As I mentioned in my previous post, I've been experimenting with caper bushes for a few years. My best results so far have been with growing them in pots. There's one of the best looking shown above growing in an 18-inch diameter terra cotta pot. Below is a photo of my very first plants, purchased mail order from Richters Herbs at least 7 or 8 years ago. There are 2 plants in that pot. My first successful experiments at growing capers from seed were done with seeds from these plants. Since then I have grown plants from seeds from Tuscany and Croatia as well.
The plant above wasn't trimmed back this winter so it is rather funky looking. The next photos are of plants that I trimmed back and moved into larger (18-inch) pots this past winter. These are plants grown from the Tuscan seeds, as is the plant in the first photo. There is a fair amount of variation in the Tuscan source plants.
The next plant is one of my more successful attempts at growing capers in the ground. It is growing atop the wall that retains the slope below the house. The wall is south-southwest facing. These bushes are a different strain of caper (Croatian), being more prostrate than the plants shown growing in the pots.
Here's a newly opened flower. Caper blossoms open in the late afternoon or early evening and only last a day or two. They have a fragrance that reminds me of the scent used in Johnson's Baby Powder.
Here's another shot of the plants atop the wall.
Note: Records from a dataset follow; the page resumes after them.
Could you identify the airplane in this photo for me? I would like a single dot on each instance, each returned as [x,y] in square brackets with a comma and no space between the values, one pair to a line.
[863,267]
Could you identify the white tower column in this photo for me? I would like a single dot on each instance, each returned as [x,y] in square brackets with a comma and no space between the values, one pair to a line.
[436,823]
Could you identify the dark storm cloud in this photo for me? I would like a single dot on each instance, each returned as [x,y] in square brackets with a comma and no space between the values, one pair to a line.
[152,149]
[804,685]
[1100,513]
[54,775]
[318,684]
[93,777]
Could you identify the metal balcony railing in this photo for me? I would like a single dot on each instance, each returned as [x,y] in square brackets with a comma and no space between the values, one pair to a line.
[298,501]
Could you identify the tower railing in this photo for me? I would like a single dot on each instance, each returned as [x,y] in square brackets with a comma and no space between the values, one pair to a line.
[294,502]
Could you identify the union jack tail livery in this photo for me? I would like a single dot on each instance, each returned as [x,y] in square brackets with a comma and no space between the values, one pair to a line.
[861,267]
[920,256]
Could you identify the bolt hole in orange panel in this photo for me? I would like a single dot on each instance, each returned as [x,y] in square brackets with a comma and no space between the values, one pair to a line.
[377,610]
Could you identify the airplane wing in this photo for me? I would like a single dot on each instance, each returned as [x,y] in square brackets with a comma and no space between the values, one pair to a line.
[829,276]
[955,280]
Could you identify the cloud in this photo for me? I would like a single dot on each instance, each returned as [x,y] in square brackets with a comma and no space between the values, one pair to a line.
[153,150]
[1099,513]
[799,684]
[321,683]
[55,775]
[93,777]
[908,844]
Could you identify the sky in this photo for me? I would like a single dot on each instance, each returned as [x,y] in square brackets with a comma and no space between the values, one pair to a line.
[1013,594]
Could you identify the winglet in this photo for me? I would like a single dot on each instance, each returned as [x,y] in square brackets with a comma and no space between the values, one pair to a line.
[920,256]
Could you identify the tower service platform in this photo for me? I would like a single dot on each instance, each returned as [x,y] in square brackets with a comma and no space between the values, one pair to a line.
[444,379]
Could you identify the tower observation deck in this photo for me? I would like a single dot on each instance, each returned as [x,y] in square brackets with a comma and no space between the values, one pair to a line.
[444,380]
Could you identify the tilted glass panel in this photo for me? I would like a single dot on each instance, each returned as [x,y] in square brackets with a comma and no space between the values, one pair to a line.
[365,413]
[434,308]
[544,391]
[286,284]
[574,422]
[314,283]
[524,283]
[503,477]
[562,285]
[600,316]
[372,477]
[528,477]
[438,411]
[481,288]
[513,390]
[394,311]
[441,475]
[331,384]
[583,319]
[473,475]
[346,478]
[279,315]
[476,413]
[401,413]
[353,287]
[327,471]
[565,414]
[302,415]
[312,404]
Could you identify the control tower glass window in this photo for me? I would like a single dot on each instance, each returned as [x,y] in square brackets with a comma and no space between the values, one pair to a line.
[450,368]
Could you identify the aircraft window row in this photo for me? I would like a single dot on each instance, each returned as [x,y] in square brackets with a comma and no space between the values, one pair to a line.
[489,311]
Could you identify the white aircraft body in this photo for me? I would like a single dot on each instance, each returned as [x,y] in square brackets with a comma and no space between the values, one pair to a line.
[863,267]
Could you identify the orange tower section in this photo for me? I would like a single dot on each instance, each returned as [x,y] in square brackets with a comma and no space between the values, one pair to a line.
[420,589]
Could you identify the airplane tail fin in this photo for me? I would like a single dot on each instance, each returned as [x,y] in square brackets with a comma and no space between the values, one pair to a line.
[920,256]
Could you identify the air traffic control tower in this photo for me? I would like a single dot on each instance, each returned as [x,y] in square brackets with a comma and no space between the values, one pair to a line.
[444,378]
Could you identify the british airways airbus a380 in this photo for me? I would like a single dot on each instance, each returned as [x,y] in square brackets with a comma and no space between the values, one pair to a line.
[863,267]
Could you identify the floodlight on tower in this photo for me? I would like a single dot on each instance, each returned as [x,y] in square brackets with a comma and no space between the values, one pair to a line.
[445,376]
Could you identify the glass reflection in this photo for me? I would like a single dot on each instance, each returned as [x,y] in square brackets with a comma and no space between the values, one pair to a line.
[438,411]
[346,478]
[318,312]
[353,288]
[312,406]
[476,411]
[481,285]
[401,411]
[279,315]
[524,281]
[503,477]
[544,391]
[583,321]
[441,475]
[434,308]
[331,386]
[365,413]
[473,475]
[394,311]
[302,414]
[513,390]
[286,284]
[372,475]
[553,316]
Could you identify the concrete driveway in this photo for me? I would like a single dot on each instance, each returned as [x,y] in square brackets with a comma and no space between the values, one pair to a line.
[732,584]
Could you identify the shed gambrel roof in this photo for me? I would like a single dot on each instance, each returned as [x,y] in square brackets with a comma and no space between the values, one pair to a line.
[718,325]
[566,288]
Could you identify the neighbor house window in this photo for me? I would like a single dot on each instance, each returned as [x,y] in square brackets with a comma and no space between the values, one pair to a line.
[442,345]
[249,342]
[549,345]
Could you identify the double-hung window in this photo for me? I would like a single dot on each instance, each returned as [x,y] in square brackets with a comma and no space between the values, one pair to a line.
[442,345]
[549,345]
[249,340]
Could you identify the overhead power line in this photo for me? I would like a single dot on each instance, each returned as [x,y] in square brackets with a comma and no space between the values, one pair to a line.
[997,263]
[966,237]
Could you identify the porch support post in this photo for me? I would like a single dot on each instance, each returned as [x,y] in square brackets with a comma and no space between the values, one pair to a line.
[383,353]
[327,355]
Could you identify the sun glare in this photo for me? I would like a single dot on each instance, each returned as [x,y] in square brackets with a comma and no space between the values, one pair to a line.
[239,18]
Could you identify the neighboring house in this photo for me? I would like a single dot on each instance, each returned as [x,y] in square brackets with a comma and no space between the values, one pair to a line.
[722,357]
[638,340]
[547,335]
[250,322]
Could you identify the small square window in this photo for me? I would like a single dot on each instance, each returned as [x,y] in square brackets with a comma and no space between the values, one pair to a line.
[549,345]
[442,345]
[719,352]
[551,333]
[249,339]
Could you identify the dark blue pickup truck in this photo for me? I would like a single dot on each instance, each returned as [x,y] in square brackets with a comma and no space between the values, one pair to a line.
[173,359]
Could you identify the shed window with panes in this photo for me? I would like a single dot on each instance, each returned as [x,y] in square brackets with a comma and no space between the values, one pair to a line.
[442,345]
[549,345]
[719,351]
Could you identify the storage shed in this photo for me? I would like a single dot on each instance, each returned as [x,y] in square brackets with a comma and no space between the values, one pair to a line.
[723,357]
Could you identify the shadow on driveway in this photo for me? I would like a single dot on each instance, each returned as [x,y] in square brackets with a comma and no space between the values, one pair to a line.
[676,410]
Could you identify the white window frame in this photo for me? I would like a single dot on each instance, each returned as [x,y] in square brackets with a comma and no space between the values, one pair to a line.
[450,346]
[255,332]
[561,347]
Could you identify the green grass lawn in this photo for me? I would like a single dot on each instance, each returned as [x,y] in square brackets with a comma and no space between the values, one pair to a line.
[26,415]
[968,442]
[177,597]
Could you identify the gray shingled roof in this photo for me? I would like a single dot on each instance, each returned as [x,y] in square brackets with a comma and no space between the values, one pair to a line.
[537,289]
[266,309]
These were planted 2 years ago from 4-inch pots. I hope that they will cascade down the wall someday.
And over here is one of my less successful attempts at growing a bush in the ground. This one has been in this spot for almost 2 years, transplanted from a gallon pot. It has shrunk, but I haven't given up yet.
The collage shown below is of my most recent attempt at putting plants in the ground. These were planted on the slope below the vegetable garden last fall. What a mess, one is definitely dead, trampled by the foraging deer. Another one looks completely dead except for the hint of a shoot coming up from the crown. The rest were doing ok until they dried out in a heat wave last month but now they look like they may be coming back. Well, I'm not going to take them out, but I am going to plant rosemary on that slope too. May the strongest plants win!
Here's a couple of plants in smaller pots that I did not get around to moving into larger pots this winter. It's interesting how they will grow to a size that the pot can accomodate and then stop. Capers don't really like having their roots disturbed so I prefer to transplant my most valuable plants (to me) when they are dormant. Although I have found that I can pot up from 4-inch or gallon pots at any time. Pot grown capers need regular watering and food to look good and produce flowers. When the weather is hot I water the plants almost every day and feed them once a week with a water soluble fertilizer through the summer and early fall. I stop feeding them around October to allow them to harden off and go dormant for the winter.
In the same area there is a volunteer coming up through a crack in the wall!
The deer did nibble at the plant shown above while they were looking for tastier treats such as the Boston ivy that is growing on the nearby wall...
It's time to start spraying the ivy with Liquid Fence. The stuff really works and since we don't get summer rains to wash it off, I only have to reapply if the plants put out significant new growth.